Some 250 people searched Saturday for Elizabeth "Elena" Laguna Salgado of Chiapas, Mexico, who moved to Provo about a month ago to study English.
Provo Police Chief John King has said there is no evidence of a kidnapping, but called the woman's disappearance suspicious, saying she was a responsible person who usually talked with family every day.
She hasn't been heard from since April 16 when she left school. Her cellphone has been turned off and there has been no activity on her credit cards or any other sign of where she is or what happened, King said.
On Friday, Laguna Salgado's family issued an impassioned plea for help at a news conference organized by Elizabeth Smart.
Smart was 14 when she was snatched out of her Salt Lake City bedroom in 2002. She was held captive for nine months before being found walking with her captor on a busy street in Sandy - close to where Friday's news conference was held at Rio Tinto Stadium.
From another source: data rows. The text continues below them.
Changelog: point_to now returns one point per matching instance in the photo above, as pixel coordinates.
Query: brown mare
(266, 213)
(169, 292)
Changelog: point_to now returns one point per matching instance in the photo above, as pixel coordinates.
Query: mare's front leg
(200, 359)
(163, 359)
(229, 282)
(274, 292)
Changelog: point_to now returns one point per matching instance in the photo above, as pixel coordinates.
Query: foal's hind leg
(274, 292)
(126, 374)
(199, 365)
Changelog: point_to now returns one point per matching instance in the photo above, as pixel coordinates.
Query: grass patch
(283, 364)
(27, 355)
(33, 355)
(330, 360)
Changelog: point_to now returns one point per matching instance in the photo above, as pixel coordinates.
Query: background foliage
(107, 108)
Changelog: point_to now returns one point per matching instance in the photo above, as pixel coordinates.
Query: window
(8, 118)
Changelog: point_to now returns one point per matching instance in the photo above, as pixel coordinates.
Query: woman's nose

Smart and her father said they organized the event to bring attention to the story. They said the key to finding Smart in 2003 - nine months after she was abducted - was that the American public knew her face and her story.
Smart urged the public to help find Laguna Salgado even though there's no evidence of a kidnapping.
"Maybe we're wrong, but if we're right then at least we're doing everything we can," she said.
Smart recalled what it was like when she was first abducted: "It's terrifying. You don't know what's going on. You don't know why it happened to you. You don't know what the future is. You don't know if people are looking for you."
Laguna Salgado's uncle, Rosemberg Salgado, also spoke at the news conference.
He called his niece an optimistic, spiritual woman who just finished a Mormon mission in Mexico.
"Elizabeth, if you are watching this, please know that we love you and that we are going to be looking for you," said Salgado, crying. "We won't stop until we find you."
Asked if his niece mentioned anything odd in recent conversations, Salgado said she told him a boy had been bugging her to go on a date and that she made up having a boyfriend to get rid of him.
Authorities have said they were interviewing the missing woman's classmates at the Nomen Global Language Center.
Provo Police Lt. Brandon Post told CBS affiliate KUTV that authorities had questioned two men who had asked Laguna Salgado out, but said at this time, "there's nothing suspicious in their background or in their dealings with her."
Over the weekend, searchers combed her walking route from school, neighborhoods surrounding the Mexican restaurant where she worked and the apartment building where she lived.
"There were some items that some people found that were suspicious in nature, and our detectives were looking at those to determine and see if they were related or not," said Provo Police Lt. Brandon Post, according to KUTV.
A vigil was held for the 26-year-old on Monday night. Anyone with information on her whereabouts is asked to contact authorities at 801-852-6201.